The Story of Complex People: Part II. Read Part I here.


Who can tell the truth about a person? An autobiography gives access to someone’s psyche and thought processes, but is there anyone who thinks unfavorably about himself and would put his own life story in writing? Biographies have the advantage of a third person’s distance to the main subject. But then again, the author’s biases and motives add another layer to the original story. Besides, rarely does anyone write a biography about someone they don’t like or admire. Thus before anything is ever written, the author is susceptible to ‘partial blindness’, especially to weaknesses, faults, and embarrassing things that would reduce the value of the book or mar the perception of the said person.

Biographies and memoirs were not a big part of my reading list, until recently. While this genre is indisputably valuable, I have to remind myself that these people, whose lives are being told, are still human beings. Sometimes authors are capable of lauding a person so much such that the admired person appears somewhat like a demi-god, having an existence a little higher than normal people. Virtues are emphasized, but faults are downplayed or omitted, resulting in a picture of someone who is a little more perfect than the rest of us.

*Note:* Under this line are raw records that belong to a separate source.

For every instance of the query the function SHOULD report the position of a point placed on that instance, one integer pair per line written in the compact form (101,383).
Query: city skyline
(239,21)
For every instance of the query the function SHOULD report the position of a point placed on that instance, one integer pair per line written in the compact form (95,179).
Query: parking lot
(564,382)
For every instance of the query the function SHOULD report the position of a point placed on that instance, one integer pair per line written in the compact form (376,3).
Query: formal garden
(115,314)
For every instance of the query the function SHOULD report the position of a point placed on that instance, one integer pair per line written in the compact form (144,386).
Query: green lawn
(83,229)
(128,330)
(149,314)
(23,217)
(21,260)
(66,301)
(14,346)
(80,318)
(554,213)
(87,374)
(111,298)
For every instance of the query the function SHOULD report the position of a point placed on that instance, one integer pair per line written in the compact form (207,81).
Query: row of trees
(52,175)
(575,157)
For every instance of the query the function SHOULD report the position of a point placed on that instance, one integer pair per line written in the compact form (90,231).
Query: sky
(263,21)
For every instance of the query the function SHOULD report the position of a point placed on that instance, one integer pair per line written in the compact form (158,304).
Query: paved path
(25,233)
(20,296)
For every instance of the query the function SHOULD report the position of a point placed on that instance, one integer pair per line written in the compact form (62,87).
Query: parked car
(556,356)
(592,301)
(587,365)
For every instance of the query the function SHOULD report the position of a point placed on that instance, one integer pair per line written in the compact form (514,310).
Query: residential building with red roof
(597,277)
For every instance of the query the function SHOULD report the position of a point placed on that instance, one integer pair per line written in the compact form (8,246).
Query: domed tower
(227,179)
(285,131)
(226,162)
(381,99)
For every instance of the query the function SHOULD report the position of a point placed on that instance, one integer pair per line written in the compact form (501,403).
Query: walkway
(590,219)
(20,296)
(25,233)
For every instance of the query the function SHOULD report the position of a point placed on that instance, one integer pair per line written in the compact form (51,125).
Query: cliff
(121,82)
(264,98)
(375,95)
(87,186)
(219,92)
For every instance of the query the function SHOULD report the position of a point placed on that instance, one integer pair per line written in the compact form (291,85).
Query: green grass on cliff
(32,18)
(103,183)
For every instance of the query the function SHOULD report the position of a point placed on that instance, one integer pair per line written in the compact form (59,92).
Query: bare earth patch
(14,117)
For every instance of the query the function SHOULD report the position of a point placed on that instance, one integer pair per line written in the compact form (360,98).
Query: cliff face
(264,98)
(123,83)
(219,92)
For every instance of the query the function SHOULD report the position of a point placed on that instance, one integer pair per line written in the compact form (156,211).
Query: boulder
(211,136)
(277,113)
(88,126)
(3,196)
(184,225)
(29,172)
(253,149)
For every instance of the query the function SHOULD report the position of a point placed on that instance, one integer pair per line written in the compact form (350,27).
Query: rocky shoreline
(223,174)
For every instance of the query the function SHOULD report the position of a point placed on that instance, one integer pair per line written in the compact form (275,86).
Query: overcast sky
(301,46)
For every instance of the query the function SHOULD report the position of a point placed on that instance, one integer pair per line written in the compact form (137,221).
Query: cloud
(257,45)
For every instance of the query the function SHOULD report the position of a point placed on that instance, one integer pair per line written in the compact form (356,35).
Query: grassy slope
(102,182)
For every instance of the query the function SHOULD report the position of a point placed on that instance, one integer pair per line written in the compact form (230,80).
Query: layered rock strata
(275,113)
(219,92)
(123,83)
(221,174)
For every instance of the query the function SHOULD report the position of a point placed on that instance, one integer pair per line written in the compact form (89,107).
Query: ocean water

But even these extraordinary people are subject to the tension between their inner heroes and villains.

I wonder what the contrast would be if, for example, two biographies were written on a person, one by an admirer and another by an enemy. Perhaps two very different personas would appear, each partially true. The admirer would likely be blind to the person’s faults, and the enemy to the person’s strengths. In contrast, the enemy would likely tell more truth about the person’s inconsistencies and impure motives, and the admirer the truth about the virtues. The real person is probably somewhere in between or a composite of these things.

The question then remains, who can tell the truth about a person? Is there anyone of us who can know and express the full reality of another human being, or even the reality about ourselves?

To be continued…

Read continuation here: Part III.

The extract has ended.